Fractional T1
The fractional T1 is actually a whole T1. If you buy, for example, a half T1, the phone company can't actually give you a half a line, they give you a full T1 line and let you transmit and receive over 12 of the DS0 channels; the remaining channels just send 1s. Sound sneaky? It's not, really. After your fractional T1 gets to the telco, it's bundled with your neighbor's fractional T1 and actually fills a whole pipe internally (see Figure 2.5).

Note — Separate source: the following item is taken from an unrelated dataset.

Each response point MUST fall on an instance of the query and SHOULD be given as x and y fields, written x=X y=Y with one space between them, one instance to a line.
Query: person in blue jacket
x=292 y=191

Figure 5 When purchasing a fractional T1, you actually get a whole T1. Think of the vertical columns as DS0 data pipes stacked 9 bits high. Some channels are available for data; the others (shaded) transmit nothing but 1s.
T3
T3 is equal to 28 T1 circuits. A T3 can carry 44.736Mbps. A DS3 is actually part of the Plesiochronous Digital Hierarchy (PDH) network (plesiochronous means "almost synchronous"). Individual calls cannot be teased out of a DS3 frame; rather, the entire frame must be decomposed to its original constituent DS1 frames before individual calls can be added or removed from the data stream.
What Is Plesiochronous?
Synchronous signals are sent in the lock-step of marching fascist troops. The signals are clocked and governed by a super-accurate primary reference clock (PRC). This is usually an atomic clock. There is no room for deviation.
Plesiochronous signals are almost synchronous. They might be governed by two different atomic clocks. The signals are still very accurate, but nothing like synchronous. The difference between the two clocks is called the plesiochronous difference.
Asynchronous signals don't march in lock step at all.
Although PDH is the traditional method of multiplexing on T3s, it's being replaced by SONET (Synchronous Optical Network).